As I was rushing from one meeting to another this past Wednesday, my distressed office neighbor and good friend, Robin Wagner Pacifici, told me about the latest senseless mass murder in the U.S., the San Bernardino massacre. I responded with a tasteless joke, asking whether the terrorist again was a white male Christian “terrorist,” the usual profile of this all too usual type of event in America. The joke fell flat, and it turns out that this latest development was more eventful than I expected. To be honest, it was more eventful than I had hoped. This time, The New York Times reports today, it was “Do It Yourself Terrorism,” a long feared development of Homeland Security professionals.

A restless event is in the making, as Robin would put it. Not just your usual mass murder, but a new development of historic importance, a real case of self radicalized, homegrown Islamic terror. Mass shootings by racists and anti abortion fundamentalists are calmly accepted as inevitable. Extending a conservative tradition, it is assumed that not only the poor, but also the deranged will always be with us. But radical Islam is something else. Its them or us, a black and white issue if there ever was one. A clear line in the sand must be drawn. A clear and sustained counter terrorism must be developed. Thus right wing pundits, along with Republican candidates for President, are demanding resolute action, and Democrats are responding, as are the media and government agencies. The President of the United States will address the nation from the Oval Office tonight.

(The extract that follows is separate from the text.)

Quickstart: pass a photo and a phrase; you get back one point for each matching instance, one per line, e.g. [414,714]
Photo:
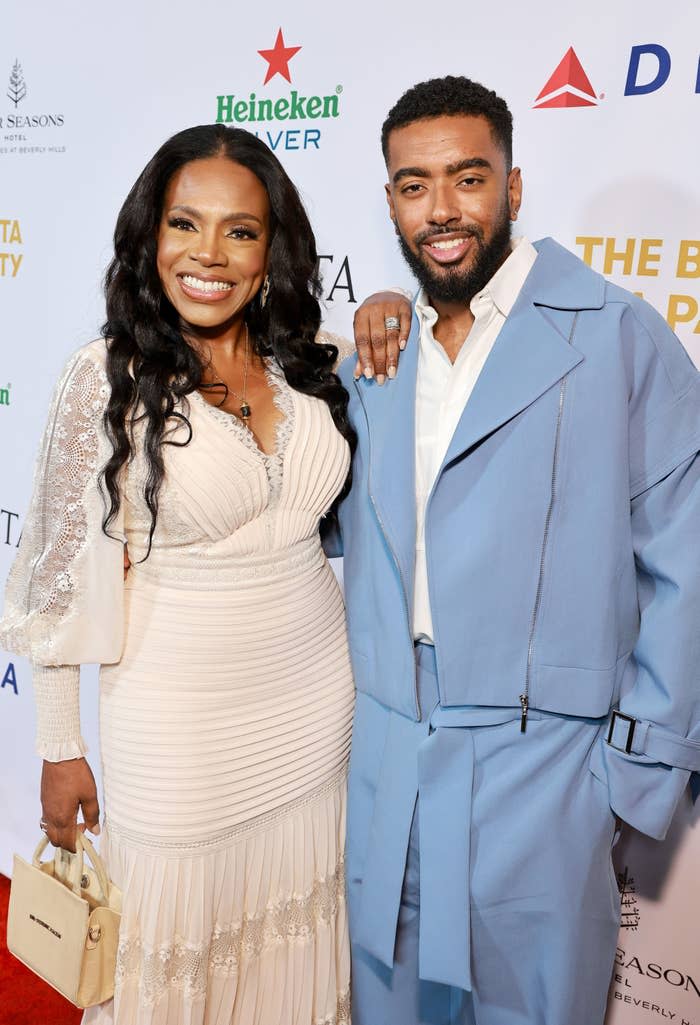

If we pay attention to what the arch-terrorist, Osama Bin Laden said, and what ISIS publishes, it is pretty clear that this is exactly wrong.

“The Grey Zone, a 10-page editorial in ISIS’s online magazine Dabiq in early 2015, describes the twilight area occupied by most Muslims between good and evil, the caliphate and the infidel, which the “blessed operations of September 11” brought into relief. Quoting Bin Laden it said: “The world today is divided. Bush spoke the truth when he said, ‘Either you are with us or you are with the terrorists’, with the actual ‘terrorist’ being the western crusaders.” Now, it said, “the time had come for another event to … bring division to the world and destroy the grey zone”.

This, from an article in The Guardian arguing that the truth about ISIS has ominous meaning, going way beyond “mindless terrorism.” Iddo Tavory, my co-author on the topic of the social condition brought my attention to the piece. It highlights the relationship between our joint project and the relevance of the gray in the aftermath of the global escalation of the Islamic State’s terrorism.

There are tensions knitted into social life, posing dilemmas for social action. Asserting that these have clear and easy, black or white answers, whether they are leftist or rightist, based on a glorified account of tradition or revolution, Zionist or anti-Zionist, or terrorist or anti-terrorist, is dangerous. This is both the basis of my appreciation of the gray and Bin Laden’s and the ISIS war against it.

At Public Seminar, I once asserted, to the dismay of some of my colleagues that Hamas and Netanyahu were collaborators. Bin Laden confirms my assertion; his quote reveals his awareness that he and George W. Bush had a similar relationship. And crucially, he understood that the gray was his most direct enemy, not the bellicose anti-terrorists, from Bush, to Trump et al.

It is tempting to despair. I have to fight against this. I desperately seek a ray of hope, and I see it in those who appreciate the beauty of the gray, against Bin Laden and ISIS, as the gray represents for me hybridity, plurality, the complications of living a decent life in a world of heterogeneity. The world beyond true belief and ideological certainty, whether it comes from religious faith (dominant these days) or ideological scientism (the problem of the 20th Century and still a problem in the academic left), is gray. Appreciating its beauty, and fighting for it, is not as easy or as pedestrian as it seems, revealed by the “events” of this week.